Scholarly publishing is a constant source of contention within the academic community, as the pressure to publish has led to a division of sorts between what is considered worthy publication and what amounts to little more than a scam. The requirement to publish academic papers, journal articles, and even full-length titles in various fields is often a deciding factor in continued employment with a college or university, and even has implications in securing research opportunities and grant funding. In other words, it’s publish or perish.
Unfortunately, the world of academic publishing is even more notoriously difficult to break into than the world of trade publishing. With often small-numbered committees of just two or three individuals deciding what is worthy or not, many frustrated academics have grown disillusioned with the industry. One such person is Tim Peterson, a biology doctoral candidate from Harvard who actually secured a paper for publication in a prestigious journal, but he recalled that the entire nine-month ordeal left him feeling as though there had to be a better way.

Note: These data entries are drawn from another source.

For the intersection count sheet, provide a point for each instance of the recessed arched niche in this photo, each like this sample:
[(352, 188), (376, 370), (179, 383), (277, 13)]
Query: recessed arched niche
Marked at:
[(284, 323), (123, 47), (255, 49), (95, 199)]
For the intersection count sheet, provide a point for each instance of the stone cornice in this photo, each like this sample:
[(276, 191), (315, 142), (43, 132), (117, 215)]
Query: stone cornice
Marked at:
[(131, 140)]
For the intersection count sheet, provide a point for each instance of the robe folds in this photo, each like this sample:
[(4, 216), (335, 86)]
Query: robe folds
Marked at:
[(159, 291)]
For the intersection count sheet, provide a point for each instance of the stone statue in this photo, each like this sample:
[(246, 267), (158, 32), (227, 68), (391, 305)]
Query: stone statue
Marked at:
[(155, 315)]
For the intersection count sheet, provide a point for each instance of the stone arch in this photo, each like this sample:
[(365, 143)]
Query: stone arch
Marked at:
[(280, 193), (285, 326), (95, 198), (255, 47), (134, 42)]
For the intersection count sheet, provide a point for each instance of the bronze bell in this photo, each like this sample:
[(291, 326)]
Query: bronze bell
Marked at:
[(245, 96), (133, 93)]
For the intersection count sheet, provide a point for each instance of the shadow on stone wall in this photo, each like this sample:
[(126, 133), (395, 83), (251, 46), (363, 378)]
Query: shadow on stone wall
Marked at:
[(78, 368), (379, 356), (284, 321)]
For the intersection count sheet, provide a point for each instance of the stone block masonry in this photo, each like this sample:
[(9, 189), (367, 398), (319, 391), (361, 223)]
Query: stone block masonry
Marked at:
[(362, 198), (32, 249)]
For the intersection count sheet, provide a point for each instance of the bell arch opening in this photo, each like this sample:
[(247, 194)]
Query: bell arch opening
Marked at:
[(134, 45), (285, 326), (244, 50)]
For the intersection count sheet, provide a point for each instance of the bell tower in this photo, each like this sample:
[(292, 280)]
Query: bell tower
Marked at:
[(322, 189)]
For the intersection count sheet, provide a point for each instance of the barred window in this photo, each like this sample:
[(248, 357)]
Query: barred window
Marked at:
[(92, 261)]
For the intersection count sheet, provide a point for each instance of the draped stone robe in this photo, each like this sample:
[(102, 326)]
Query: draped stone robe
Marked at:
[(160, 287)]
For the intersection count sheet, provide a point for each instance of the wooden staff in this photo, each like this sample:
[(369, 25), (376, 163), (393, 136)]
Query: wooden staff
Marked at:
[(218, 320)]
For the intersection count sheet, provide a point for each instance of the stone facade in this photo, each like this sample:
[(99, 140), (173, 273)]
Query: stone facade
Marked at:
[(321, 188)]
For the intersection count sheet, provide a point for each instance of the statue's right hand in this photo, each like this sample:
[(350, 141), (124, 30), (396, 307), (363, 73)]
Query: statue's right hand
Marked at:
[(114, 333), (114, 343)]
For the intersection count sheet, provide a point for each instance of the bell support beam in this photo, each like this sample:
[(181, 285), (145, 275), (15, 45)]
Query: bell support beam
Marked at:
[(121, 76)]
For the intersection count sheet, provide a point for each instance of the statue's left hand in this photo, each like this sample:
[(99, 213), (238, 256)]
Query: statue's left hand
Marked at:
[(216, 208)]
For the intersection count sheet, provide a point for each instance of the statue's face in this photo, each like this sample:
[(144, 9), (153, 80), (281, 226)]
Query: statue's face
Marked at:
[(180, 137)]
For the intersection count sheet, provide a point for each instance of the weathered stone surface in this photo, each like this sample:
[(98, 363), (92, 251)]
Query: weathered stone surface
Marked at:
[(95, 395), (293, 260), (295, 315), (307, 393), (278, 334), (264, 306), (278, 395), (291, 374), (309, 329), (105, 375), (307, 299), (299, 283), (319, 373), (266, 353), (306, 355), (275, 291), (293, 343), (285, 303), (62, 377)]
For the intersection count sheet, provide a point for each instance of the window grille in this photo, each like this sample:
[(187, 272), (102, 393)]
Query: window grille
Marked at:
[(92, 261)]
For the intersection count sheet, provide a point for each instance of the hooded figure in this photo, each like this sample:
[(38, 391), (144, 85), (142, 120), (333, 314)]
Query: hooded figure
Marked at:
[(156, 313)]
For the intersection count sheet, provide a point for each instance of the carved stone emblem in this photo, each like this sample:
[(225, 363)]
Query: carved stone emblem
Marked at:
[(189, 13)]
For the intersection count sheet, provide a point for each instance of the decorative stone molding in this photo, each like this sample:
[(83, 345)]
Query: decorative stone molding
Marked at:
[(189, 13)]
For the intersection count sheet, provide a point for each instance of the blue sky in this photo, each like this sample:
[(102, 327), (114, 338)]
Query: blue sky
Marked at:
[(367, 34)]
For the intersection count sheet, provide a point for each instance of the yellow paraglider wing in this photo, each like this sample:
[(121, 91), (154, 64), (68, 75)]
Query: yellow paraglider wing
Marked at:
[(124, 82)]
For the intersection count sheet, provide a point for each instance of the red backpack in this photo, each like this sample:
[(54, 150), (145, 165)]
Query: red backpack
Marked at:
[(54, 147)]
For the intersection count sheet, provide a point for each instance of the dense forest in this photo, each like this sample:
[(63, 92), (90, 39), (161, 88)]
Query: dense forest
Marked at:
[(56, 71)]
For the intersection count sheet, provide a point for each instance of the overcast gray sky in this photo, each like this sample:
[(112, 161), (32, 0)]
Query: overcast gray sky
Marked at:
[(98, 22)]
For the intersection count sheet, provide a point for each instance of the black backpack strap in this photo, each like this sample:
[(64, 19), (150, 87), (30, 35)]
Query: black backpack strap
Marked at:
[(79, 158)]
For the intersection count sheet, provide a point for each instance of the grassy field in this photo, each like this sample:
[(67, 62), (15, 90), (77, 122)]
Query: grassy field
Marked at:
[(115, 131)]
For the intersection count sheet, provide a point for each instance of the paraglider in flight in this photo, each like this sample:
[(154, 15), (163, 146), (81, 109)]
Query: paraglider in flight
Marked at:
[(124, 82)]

Peterson founded the site Onarbor, a platform that not only provides a publishing pad for quality works, but also encourages peer review that goes well beyond three stuffy academics looking over the tops of their glasses at the mountain of submissions. Instead, Onarbor builds a community of reviewers, people whose own “scores” are generated based on their reviews of prior submissions. Essentially, if a reviewer simply passes through a fluff piece, his score as a reviewer can drop, making him less of a prestigious name associated with a submission.
More important than just the publishing and review opportunities, though, is the ability for users to crowdfund particular projects through donations. Interestingly, cybercurrency source Bitcoin is accepted on the site for crowdfunding.

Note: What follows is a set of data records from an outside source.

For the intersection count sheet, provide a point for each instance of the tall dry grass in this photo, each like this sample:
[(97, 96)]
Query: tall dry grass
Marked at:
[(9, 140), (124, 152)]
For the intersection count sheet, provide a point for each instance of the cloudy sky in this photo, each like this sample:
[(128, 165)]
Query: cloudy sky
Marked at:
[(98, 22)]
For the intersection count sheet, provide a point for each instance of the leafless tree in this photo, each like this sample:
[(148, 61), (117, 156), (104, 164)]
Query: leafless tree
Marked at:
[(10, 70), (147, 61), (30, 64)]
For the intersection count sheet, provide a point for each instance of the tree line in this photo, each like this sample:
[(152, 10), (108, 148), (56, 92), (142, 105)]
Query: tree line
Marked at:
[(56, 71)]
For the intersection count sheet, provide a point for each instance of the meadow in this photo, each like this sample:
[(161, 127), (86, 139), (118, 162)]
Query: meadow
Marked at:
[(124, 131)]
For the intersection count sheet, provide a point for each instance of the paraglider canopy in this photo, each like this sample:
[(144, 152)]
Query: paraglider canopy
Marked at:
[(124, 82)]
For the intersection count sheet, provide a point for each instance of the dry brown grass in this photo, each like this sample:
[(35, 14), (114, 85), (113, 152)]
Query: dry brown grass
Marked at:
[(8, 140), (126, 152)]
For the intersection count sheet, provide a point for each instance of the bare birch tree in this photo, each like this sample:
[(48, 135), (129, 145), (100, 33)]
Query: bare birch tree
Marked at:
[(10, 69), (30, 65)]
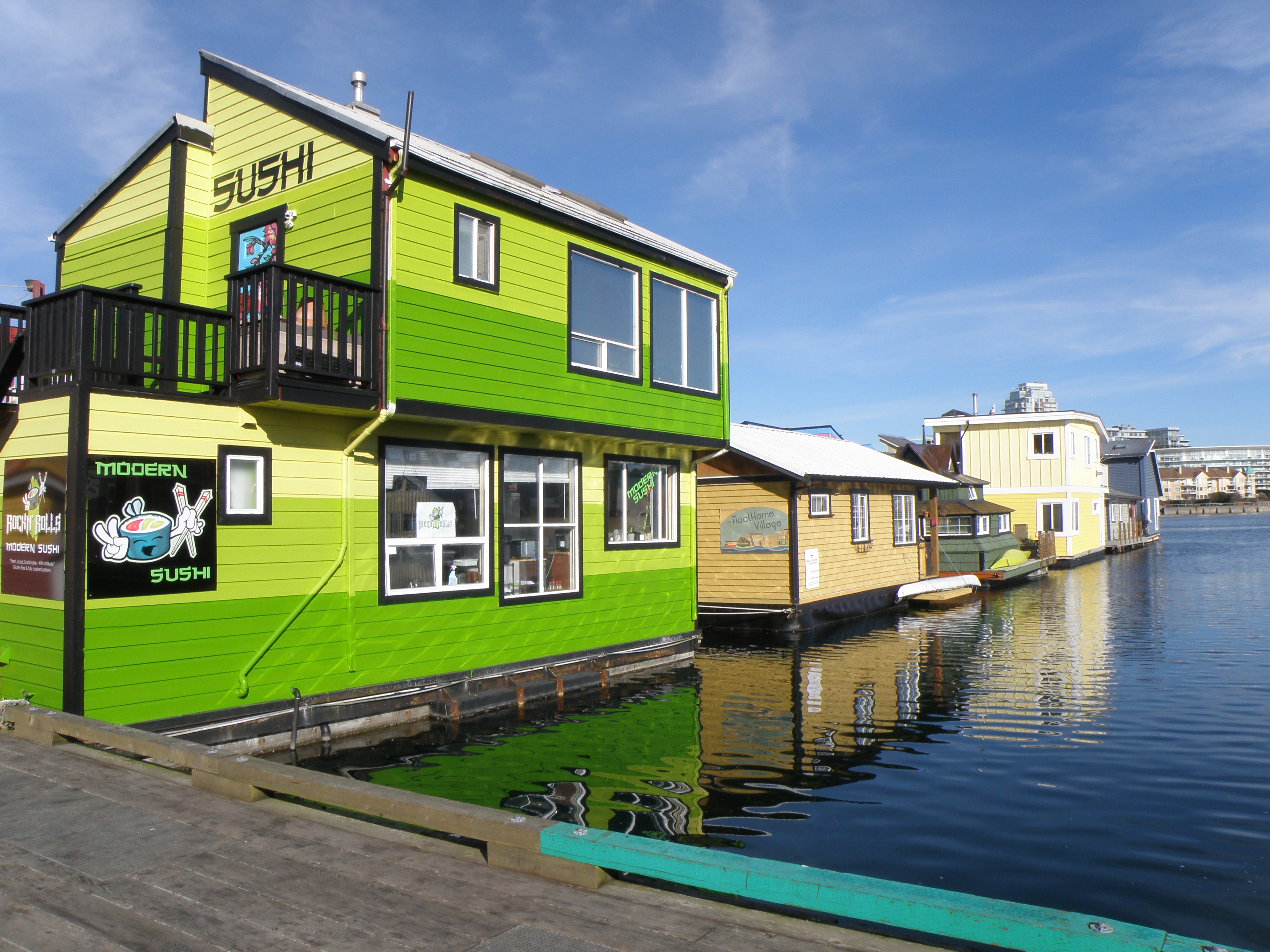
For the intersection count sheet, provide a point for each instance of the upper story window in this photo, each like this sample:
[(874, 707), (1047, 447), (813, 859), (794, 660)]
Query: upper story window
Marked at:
[(436, 521), (1043, 443), (685, 343), (641, 503), (604, 315), (477, 248)]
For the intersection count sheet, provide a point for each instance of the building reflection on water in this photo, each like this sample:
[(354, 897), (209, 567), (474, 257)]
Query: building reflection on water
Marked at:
[(755, 728)]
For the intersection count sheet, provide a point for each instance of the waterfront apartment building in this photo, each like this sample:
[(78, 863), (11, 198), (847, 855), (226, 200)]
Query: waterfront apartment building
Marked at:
[(1252, 460), (1046, 466), (301, 414), (1197, 483), (1030, 399)]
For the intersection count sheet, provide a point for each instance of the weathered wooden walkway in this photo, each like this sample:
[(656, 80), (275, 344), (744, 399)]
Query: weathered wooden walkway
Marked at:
[(98, 852)]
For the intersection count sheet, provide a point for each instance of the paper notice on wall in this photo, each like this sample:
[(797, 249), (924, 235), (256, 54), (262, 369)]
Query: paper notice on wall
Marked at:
[(433, 519)]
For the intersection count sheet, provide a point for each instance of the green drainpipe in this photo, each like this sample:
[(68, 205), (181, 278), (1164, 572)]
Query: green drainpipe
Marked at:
[(345, 519)]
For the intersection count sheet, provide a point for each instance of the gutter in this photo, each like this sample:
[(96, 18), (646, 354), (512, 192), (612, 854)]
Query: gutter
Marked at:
[(346, 513)]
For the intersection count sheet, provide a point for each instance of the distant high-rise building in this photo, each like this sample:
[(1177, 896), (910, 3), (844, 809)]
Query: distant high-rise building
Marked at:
[(1168, 437), (1123, 431), (1030, 399)]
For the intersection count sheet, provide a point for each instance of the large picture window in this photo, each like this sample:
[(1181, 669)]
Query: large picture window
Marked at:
[(641, 503), (436, 523), (540, 526), (604, 315), (476, 248), (685, 341)]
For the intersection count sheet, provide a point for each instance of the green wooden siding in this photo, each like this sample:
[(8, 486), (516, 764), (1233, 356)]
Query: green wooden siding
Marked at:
[(32, 633)]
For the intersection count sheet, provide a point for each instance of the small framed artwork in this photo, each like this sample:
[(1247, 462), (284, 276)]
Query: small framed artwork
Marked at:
[(258, 240)]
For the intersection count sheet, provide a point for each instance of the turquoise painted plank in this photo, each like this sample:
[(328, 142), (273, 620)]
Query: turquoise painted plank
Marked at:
[(929, 911)]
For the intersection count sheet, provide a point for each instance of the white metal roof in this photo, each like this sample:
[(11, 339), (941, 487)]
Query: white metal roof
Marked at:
[(807, 456), (464, 164)]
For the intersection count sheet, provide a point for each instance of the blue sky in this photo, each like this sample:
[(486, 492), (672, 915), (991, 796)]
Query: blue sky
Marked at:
[(924, 200)]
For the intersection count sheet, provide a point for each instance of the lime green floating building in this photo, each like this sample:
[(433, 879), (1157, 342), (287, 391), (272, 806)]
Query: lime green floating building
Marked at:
[(309, 411)]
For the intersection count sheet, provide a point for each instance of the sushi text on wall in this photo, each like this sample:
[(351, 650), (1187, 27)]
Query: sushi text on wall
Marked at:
[(756, 529), (35, 540), (153, 526)]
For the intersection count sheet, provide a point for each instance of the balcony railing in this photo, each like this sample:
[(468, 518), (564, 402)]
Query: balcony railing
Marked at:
[(299, 328), (111, 338)]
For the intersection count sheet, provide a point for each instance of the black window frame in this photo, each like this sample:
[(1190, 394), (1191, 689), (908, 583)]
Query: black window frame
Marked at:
[(717, 394), (493, 287), (277, 215), (386, 600), (223, 492), (679, 506), (503, 451), (638, 380)]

In this article on Onarbor by Avi Wolfman-Arent for The Chronicle of Higher Education , Peterson is quoted as saying this model stands to rise above the current method of peer review due to the sheer numbers of people who will review a submission. It’s one thing to have a triumvirate of academics with a political agenda to declare your work as suitable, but it’s something else entirely to have thousands of highly qualified professionals make that assessment.
While the trade publication industry is slowly but surely release its stronghold as the only viable publishing route and erasing some of the stigma associated with self-publishing, we can’t look for the scholarly industry to do that anytime soon, especially when there’s serious money to be made by blocking publication of some pieces and allowing others. In time. though, sites like Onarbor could potentially make enough of a name for themselves that the scholarly publication community sees the rigid stronghold for exactly what it is and agrees to accept the validity of a community-vetted platform.